Tags: #Ciencia ficción,Fantasía

—Por algún lugar cerca de aquí —dijo Smith—, esos dos debieron encontrar la cueva.

—Demos una vuelta por la pendiente de la izquierda —apuntó Yarol—. Vamos —echó un vistazo al mortecino sol—. No hace mucho que ha amanecido. Debiéramos estar de vuelta por la noche si todo ha salido bien.

Dejaron la aeronave en su refugio y comenzaron a cruzar las áridas Tierras Salobres; la áspera maleza rozaba sus piernas, y su aliento formaba nubes en el aire enrarecido a medida que avanzaban. La pendiente se curvó hacia la izquierda, subiendo en rápido ascenso hasta negras cimas prohibidas imposibles de escalar.
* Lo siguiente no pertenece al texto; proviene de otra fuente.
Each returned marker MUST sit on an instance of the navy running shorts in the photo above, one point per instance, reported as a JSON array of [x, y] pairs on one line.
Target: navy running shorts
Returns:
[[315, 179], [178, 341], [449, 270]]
La única esperanza de franquear aquel muro se encontraba en dar con la caverna de donde habían salido huyendo sus predecesores… Pero en aquella caverna… Smith dejó libre en su funda la pistola térmica que llevaba al costado.

Habían avanzado trabajosamente durante quince minutos a través de la maleza, con la nieve seca levantándose bajo sus pies y el áspero aire salado helando su aliento, cuando la boca de la cueva que estaban buscando apareció sombría bajo la roca saliente de que les habían hablado.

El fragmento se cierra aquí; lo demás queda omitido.